Domingo 19 A
(1R 19, 9.
11-13; Rm 9, 1-5; Mt 14, 22-33)
Queridos hermanos:
Hoy la palabra nos presenta el encuentro personal con Dios de
Elías y de los apóstoles, en el que debe cimentarse su fe. Este encuentro
frecuentemente se realiza en medio de acontecimientos que nos superan y que nos
empujan a apoyarnos en Dios, ya que no podemos solucionarlos por nuestras
fuerzas ni comprenderlos con nuestra razón. Sea en su señorío sobre la tormenta
y el mar de la muerte o en medio de una brisa suave, la vida nos viene del
encuentro con Dios, el Yo, ante el que el universo se inclina y ante quien debe
doblarse toda rodilla en el cielo y en la tierra. Es el Señor en su amorosa
gratuidad quien nos empuja a estas situaciones que nosotros jamás hubiéramos
proyectado vivir. Cristo mismo, debe someterse al abandono del Padre, para
inclinar ante él su cabeza en la cruz y entregarle su espíritu.
Los
discípulos deben aprender que cuando el mal se vuelve contra ellos, Cristo está
cerca con el poder de Dios, para guardarlos y llevarlos al puerto deseado y
para calmar la violencia del mal, pero sobre todo, para resucitarlos venciendo
el poder de la muerte. Buscar al Señor en medio de la noche y de las
adversidades de la vida y avivar la conciencia de su presencia, es una
experiencia necesaria para el discípulo fiel.
El
Señor, no solamente provee en medio de las olas, el viento y la tormenta, sino
que es el Señor quien permite toda persecución para fortalecer y purificar a
sus discípulos. Elías es empujado al desierto para su encuentro con el Señor; fue
el Señor quien endureció el corazón del faraón para manifestar su gloria en
Egipto; fue el Señor quien luchó con Jacob para hacerlo “fuerte con Dios”.

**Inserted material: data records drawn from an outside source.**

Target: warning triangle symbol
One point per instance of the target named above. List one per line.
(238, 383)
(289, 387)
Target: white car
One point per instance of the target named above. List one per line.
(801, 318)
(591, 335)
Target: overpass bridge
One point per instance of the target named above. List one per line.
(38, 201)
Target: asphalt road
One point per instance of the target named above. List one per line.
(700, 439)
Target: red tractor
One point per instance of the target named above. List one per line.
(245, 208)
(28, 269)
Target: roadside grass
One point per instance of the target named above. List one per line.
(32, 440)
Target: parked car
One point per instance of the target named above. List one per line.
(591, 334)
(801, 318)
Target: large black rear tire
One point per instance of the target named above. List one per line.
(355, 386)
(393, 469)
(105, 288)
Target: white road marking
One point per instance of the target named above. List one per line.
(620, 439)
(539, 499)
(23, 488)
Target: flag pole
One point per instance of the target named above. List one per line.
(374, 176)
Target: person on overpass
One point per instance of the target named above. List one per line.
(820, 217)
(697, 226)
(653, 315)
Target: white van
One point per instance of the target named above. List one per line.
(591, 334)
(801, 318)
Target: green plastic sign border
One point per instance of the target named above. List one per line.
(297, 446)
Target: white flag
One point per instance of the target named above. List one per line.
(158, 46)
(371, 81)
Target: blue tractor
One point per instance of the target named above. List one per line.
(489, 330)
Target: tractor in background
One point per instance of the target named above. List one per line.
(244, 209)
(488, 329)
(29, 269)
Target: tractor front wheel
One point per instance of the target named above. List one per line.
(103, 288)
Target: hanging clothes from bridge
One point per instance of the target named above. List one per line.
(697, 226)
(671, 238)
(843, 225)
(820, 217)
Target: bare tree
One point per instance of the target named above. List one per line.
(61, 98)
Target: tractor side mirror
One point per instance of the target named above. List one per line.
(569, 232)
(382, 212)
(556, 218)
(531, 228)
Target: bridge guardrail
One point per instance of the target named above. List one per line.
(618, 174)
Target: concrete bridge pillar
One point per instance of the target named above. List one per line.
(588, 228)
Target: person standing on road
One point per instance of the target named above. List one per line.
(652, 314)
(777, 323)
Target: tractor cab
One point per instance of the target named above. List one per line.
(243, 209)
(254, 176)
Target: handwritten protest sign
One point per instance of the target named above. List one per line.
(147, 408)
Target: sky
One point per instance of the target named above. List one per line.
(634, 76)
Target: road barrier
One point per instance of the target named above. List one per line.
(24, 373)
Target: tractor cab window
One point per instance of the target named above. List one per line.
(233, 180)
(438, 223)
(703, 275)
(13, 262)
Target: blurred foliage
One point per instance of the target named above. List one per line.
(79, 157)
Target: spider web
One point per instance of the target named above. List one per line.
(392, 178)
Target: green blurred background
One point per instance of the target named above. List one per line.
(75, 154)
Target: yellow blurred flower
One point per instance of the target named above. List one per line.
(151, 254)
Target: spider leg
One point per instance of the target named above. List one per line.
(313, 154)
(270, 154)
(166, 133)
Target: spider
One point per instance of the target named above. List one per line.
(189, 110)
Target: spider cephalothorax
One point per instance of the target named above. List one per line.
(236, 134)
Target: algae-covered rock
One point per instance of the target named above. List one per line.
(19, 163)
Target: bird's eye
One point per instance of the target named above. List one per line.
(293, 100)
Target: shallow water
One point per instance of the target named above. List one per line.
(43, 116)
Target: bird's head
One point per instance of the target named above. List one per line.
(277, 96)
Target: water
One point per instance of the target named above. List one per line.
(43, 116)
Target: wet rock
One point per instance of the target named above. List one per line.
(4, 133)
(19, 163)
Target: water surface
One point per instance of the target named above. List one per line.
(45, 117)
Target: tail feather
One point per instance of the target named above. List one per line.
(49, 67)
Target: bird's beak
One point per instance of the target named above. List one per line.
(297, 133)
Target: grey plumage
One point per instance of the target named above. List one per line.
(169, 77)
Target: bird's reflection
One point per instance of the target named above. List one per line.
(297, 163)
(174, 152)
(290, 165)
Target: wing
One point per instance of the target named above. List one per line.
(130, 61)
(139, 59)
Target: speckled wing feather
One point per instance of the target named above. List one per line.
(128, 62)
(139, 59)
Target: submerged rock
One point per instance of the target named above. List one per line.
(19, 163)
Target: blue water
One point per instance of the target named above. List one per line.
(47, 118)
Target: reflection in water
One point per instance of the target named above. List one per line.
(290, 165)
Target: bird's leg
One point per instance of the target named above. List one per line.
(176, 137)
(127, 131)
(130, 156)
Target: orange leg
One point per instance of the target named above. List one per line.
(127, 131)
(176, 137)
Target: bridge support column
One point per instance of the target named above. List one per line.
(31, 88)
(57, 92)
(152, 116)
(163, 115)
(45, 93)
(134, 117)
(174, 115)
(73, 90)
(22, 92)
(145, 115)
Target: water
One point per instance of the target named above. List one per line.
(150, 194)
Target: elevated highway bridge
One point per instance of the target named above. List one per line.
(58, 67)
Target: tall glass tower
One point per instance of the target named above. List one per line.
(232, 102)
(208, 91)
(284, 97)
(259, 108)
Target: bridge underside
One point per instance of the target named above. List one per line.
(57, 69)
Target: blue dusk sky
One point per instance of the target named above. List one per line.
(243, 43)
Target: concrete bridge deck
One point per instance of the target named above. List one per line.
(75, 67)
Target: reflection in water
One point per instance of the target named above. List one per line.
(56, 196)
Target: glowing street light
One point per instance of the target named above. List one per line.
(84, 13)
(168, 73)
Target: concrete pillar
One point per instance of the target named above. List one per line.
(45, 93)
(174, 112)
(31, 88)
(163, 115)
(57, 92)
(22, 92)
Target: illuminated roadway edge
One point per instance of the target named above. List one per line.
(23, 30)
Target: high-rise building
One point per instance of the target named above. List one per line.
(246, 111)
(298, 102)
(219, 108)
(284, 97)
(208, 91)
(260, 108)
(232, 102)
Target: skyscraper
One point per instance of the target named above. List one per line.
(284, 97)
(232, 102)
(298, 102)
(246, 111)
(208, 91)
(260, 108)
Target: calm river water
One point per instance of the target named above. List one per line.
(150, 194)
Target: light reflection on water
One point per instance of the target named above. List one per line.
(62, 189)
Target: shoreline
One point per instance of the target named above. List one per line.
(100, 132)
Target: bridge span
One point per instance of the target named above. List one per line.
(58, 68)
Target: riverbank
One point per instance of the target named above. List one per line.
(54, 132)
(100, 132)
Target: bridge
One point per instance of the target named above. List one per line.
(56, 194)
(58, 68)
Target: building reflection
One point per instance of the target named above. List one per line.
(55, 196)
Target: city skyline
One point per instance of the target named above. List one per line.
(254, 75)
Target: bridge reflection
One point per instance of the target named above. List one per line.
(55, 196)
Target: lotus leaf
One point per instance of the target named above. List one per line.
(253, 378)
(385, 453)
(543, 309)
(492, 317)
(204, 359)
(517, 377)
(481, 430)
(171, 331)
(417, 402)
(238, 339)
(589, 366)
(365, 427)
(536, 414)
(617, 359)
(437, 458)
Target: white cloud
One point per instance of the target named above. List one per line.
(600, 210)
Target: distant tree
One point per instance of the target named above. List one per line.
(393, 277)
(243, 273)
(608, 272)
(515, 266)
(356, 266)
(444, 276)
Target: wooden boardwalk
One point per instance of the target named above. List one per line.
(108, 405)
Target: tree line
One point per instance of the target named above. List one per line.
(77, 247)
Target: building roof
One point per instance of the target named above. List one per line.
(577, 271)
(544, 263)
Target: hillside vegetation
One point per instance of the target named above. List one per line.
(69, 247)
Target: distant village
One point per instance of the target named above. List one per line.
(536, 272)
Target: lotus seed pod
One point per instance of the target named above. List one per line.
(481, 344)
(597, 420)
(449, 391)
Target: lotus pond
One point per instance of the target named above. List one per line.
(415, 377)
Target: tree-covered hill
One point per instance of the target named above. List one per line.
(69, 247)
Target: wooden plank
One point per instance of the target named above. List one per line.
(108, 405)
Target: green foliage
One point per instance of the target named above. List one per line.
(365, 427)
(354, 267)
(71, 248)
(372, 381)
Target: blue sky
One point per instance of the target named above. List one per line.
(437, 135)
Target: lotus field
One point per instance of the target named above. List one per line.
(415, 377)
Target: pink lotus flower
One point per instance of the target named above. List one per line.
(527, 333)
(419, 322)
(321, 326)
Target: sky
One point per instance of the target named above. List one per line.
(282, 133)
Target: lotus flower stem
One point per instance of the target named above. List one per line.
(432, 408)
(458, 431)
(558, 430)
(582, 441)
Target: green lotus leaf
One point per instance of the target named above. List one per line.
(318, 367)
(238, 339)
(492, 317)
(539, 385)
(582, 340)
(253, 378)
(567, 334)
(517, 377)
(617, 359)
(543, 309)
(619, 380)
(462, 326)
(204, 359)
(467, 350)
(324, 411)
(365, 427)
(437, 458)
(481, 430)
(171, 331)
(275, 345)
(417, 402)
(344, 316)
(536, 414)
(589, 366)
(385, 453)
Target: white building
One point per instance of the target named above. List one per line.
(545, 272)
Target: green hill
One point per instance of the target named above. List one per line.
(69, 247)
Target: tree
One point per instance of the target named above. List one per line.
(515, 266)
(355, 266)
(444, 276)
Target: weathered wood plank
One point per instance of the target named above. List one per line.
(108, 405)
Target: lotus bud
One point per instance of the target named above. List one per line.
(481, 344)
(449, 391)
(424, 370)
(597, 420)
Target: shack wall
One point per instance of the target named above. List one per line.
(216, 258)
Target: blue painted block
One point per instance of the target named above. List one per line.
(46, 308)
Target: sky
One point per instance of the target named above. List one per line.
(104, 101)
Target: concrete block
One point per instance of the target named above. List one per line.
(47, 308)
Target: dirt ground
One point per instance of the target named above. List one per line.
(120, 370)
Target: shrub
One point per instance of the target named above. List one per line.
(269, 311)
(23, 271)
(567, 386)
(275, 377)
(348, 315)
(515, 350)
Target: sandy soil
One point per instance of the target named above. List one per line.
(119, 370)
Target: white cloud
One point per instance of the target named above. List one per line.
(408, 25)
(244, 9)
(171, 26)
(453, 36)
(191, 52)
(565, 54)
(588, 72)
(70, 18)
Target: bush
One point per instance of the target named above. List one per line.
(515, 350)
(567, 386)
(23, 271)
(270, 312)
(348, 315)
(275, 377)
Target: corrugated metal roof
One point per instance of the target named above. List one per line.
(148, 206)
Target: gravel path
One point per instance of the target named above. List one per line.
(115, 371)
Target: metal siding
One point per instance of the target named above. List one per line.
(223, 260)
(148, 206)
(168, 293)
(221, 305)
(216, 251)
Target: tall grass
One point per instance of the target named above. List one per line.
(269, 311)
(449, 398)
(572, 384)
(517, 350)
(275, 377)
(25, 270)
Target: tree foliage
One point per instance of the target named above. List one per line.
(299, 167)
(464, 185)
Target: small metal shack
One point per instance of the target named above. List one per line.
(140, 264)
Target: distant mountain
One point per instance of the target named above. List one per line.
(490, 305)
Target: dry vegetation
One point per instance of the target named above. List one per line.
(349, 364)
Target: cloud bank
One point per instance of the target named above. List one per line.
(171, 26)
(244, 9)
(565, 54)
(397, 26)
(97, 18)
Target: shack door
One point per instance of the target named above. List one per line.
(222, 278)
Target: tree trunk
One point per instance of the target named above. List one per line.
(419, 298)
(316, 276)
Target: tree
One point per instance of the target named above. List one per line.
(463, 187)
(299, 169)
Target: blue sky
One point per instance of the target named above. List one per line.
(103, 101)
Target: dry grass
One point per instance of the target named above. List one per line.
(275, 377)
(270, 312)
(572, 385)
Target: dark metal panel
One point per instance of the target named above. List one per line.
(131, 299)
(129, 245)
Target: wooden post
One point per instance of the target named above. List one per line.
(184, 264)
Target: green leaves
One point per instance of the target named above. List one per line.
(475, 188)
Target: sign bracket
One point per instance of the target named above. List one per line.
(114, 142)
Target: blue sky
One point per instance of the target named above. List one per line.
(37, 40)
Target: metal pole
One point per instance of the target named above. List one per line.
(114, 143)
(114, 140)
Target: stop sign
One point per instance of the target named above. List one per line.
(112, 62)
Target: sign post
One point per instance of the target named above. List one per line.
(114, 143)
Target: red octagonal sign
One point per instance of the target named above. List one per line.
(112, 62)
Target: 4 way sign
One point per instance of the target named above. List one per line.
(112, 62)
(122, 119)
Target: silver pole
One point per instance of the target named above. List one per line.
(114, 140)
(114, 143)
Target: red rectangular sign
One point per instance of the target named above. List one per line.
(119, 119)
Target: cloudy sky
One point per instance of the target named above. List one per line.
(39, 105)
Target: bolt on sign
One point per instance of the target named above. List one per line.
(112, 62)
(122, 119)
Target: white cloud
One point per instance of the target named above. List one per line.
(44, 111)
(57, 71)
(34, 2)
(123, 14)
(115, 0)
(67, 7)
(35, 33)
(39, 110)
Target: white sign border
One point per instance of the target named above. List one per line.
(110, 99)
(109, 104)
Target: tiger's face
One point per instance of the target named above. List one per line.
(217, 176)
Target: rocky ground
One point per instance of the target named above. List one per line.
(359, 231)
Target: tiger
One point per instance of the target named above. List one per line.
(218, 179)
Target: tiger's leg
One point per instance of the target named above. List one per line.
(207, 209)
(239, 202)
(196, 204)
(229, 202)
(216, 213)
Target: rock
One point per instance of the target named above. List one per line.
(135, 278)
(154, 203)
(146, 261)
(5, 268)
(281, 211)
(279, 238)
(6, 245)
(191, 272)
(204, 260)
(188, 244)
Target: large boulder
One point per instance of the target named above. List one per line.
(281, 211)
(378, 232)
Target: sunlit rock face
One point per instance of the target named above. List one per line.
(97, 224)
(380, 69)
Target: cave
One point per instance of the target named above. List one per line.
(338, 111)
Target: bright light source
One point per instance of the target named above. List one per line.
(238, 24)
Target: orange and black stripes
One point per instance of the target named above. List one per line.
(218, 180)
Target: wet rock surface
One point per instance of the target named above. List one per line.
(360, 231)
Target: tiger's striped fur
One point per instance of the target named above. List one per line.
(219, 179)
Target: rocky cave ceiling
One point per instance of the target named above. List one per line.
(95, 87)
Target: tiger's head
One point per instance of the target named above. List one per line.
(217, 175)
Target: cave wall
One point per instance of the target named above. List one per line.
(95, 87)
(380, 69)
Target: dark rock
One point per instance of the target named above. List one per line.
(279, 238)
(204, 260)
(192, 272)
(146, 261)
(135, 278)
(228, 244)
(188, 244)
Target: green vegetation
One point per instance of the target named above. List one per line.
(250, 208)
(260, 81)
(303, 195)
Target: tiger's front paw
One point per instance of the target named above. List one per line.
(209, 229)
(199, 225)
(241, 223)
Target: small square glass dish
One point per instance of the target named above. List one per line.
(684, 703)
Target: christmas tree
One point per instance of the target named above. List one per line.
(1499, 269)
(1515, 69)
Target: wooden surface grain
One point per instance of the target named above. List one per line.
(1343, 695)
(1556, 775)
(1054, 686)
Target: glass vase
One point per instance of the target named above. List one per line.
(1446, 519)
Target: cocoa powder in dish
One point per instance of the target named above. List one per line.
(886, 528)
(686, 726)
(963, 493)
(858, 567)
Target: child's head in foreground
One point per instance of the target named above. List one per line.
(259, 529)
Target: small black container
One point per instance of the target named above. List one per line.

¡Ánimo, que soy yo, no temáis! Esta travesía es figura de la vida cristiana.
Contra nuestro deseo hemos sido enfrentados al mar y al viento para poder
llegar a la otra orilla con Cristo, como dice Orígenes en su comentario al
Evangelio de san Mateo[1].
Es necesario todo un camino de combate contra el mar y el viento en el nombre
de Cristo, confiando en su ayuda.
La
fe es necesaria para responder a cuantos acontecimientos nos superan y vienen
en contra nuestra: “¿Dónde está vuestra fe? ¿Por qué has dudado? Con esta fe,
los discípulos invocarán al Señor seguros de su auxilio y le verán en medio de
la persecución y de todos los acontecimientos de la vida: “¡Es el Señor! ¿Hay
acaso algún acontecimiento que escape a la voluntad amorosa de Dios? Como dirá
san Pablo, para los que aman a Dios todo concurre para su bien. Después de esta
experiencia, los discípulos ya no se preguntarán: ¿Quién es este?, ni se
atemorizarán ante la presencia de Cristo. Se postrarán ante él.
Con la fe somos injertados en el pueblo de Dios, en su
Alianza y se nos hace partícipes de sus promesas.
La Eucaristía viene a nosotros como “misterio de nuestra
fe”, y nos introduce en la Alianza sellada por la sangre de Cristo y aceptada
por nuestro ¡Amén!
Proclamemos juntos nuestra fe.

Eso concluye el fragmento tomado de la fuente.